VI. Les frais de la présente procédure d'appel, par 6'059 fr. 85, y compris les indemnités allouées aux défenseur et conseil d’office aux chiffres III et IV ci-dessus, sont laissés à la charge de l’Etat.
VII. X.________ ne sera tenu de rembourser à l’Etat de Vaud le montant des indemnités en faveur des avocats d’office prévues au ch. V ci-dessus que lorsque sa situation financière le permettra.
VIII. Le jugement motivé est exécutoire.
Le président : La greffière :
Du
Le jugement qui précède, dont le dispositif a été communiqué par écrit aux intéressés le 5 octobre 2023, est notifié, par l'envoi d'une copie complète, à :
- Me Jean-Marc Reymond, avocat (pour X.________),
- Me Mireille Loroch, avocate (pour Y.________),
- Ministère public central,
et communiqué à :
‑ M. le Président du Tribunal correctionnel de l’arrondissement de La Côte,
- M. le Procureur de l’arrondissement de La Côte,
par l'envoi de photocopies.
Le présent jugement peut faire l'objet d'un recours en matière pénale devant le Tribunal fédéral au sens des art. 78 ss LTF (loi du 17 juin 2005 sur le Tribunal fédéral – RS 173.110).

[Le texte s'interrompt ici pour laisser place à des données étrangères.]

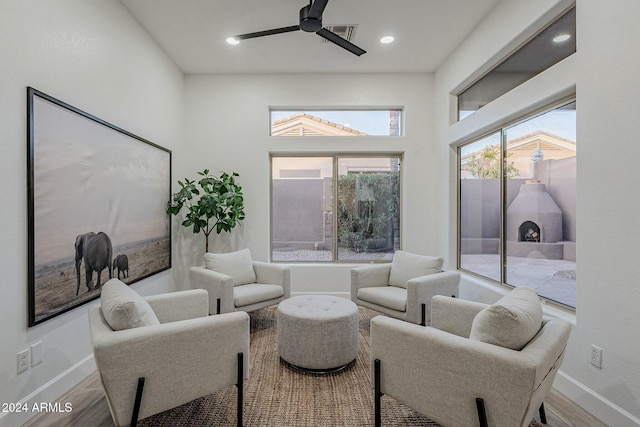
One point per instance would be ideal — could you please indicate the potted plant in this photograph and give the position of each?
(212, 203)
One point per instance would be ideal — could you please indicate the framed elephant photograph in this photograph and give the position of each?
(97, 200)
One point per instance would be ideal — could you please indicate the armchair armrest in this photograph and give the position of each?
(197, 356)
(369, 275)
(454, 315)
(175, 306)
(421, 290)
(441, 374)
(273, 274)
(218, 285)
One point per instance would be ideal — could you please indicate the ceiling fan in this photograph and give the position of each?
(310, 22)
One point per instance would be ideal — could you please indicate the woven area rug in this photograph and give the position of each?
(280, 396)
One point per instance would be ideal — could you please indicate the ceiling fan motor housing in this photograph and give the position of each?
(309, 23)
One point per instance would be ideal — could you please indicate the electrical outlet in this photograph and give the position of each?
(23, 360)
(36, 353)
(596, 356)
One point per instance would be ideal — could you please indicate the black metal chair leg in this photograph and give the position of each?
(136, 403)
(482, 413)
(377, 393)
(543, 414)
(240, 386)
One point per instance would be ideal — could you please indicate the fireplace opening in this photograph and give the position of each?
(529, 232)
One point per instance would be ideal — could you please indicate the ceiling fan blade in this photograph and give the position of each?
(317, 7)
(345, 44)
(267, 32)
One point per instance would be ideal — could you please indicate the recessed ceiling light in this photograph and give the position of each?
(561, 38)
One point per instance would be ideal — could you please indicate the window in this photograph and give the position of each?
(549, 47)
(383, 122)
(330, 208)
(517, 205)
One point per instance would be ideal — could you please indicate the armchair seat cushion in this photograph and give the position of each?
(511, 322)
(392, 297)
(406, 266)
(237, 264)
(124, 308)
(253, 293)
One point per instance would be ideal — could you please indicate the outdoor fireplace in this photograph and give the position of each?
(534, 223)
(529, 232)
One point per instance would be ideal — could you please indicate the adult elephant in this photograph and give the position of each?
(96, 250)
(121, 262)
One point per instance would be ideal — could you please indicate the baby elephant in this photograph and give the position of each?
(121, 262)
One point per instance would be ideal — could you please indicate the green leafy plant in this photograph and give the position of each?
(485, 164)
(367, 208)
(212, 203)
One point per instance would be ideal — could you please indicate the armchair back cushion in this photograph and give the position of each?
(123, 308)
(237, 264)
(511, 322)
(406, 266)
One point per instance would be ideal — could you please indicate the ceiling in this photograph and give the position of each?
(193, 34)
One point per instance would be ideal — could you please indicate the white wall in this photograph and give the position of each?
(94, 56)
(603, 74)
(227, 121)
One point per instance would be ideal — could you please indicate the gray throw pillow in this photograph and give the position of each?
(237, 264)
(511, 322)
(406, 266)
(124, 308)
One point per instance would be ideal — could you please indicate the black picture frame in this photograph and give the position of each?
(85, 177)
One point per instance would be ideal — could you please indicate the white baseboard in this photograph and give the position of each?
(49, 392)
(601, 408)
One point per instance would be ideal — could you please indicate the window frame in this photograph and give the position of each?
(457, 94)
(501, 129)
(297, 110)
(335, 156)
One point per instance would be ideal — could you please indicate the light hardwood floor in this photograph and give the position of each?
(90, 409)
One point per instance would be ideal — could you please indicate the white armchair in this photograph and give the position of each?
(403, 289)
(235, 282)
(476, 364)
(159, 352)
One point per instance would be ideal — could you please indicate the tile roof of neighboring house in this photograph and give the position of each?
(302, 124)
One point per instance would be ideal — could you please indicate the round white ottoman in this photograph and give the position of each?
(317, 332)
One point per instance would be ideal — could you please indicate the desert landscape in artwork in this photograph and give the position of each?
(55, 283)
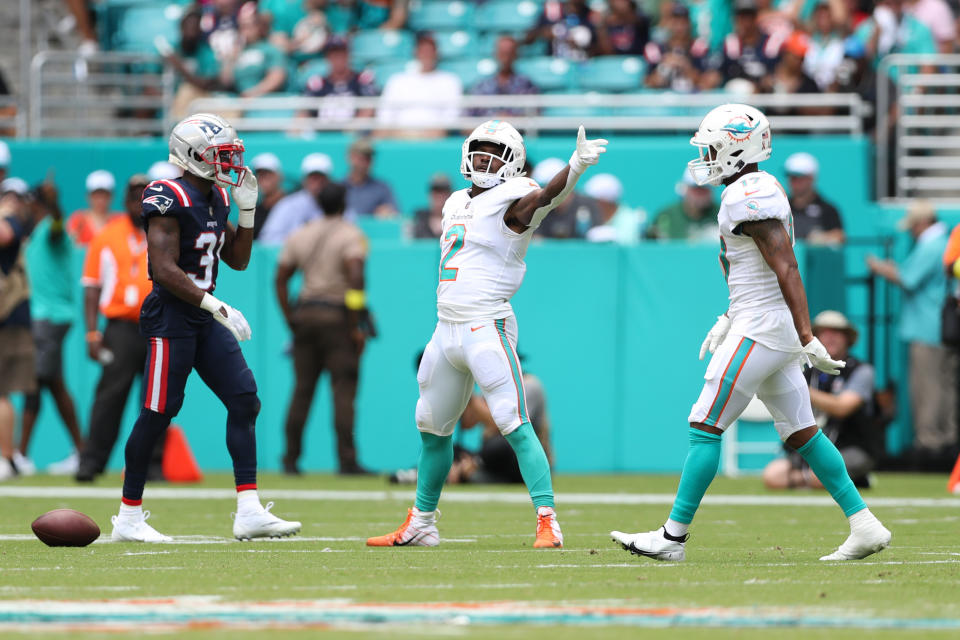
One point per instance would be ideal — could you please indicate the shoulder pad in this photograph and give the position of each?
(756, 197)
(162, 197)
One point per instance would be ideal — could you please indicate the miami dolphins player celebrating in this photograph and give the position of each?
(760, 344)
(486, 231)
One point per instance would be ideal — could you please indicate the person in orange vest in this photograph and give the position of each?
(115, 282)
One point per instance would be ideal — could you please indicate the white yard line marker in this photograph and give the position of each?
(469, 497)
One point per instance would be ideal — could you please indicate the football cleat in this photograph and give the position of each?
(134, 529)
(863, 542)
(651, 544)
(414, 532)
(262, 524)
(549, 535)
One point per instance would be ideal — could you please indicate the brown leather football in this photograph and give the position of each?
(65, 528)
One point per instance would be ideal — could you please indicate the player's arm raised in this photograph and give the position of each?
(774, 244)
(238, 244)
(163, 251)
(530, 210)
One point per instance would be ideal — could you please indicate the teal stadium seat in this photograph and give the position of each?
(497, 16)
(547, 73)
(454, 45)
(432, 15)
(611, 74)
(376, 45)
(470, 71)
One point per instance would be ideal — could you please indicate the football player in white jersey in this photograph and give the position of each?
(760, 344)
(486, 231)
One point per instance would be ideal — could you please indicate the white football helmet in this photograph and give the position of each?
(512, 153)
(207, 146)
(729, 138)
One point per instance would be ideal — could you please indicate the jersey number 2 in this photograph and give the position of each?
(457, 232)
(210, 244)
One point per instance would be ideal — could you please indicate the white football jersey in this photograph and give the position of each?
(757, 308)
(482, 259)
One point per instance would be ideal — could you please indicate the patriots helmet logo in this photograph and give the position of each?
(162, 203)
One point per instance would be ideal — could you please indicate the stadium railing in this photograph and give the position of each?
(646, 112)
(918, 128)
(104, 94)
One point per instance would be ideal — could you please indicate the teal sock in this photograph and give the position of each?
(436, 458)
(533, 464)
(699, 469)
(827, 463)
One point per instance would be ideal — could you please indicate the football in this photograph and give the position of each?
(65, 528)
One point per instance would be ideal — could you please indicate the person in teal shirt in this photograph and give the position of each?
(932, 366)
(259, 68)
(49, 256)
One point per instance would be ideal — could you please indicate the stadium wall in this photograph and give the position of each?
(613, 332)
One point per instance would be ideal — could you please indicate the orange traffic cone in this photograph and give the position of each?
(179, 464)
(953, 484)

Ce recours doit être déposé devant le Tribunal fédéral dans les trente jours qui suivent la notification de l'expédition complète (art. 100 al. 1 LTF).
En vertu de l’art. 135 al. 3 let. b CPP, le présent jugement peut, en tant qu'il concerne l’indemnité d’office, faire l’objet d’un recours au sens des art. 393 ss CPP devant le Tribunal pénal fédéral (art. 37 al. 1 et 39 al. 1 LOAP [loi fédérale du 19 mars 2010 sur l’organisation des autorités pénales ; RS 173.71]. Ce recours doit être déposé devant le Tribunal pénal fédéral dans un délai de dix jours dès la notification de l’arrêt attaqué (art. 396 al. 1 CPP).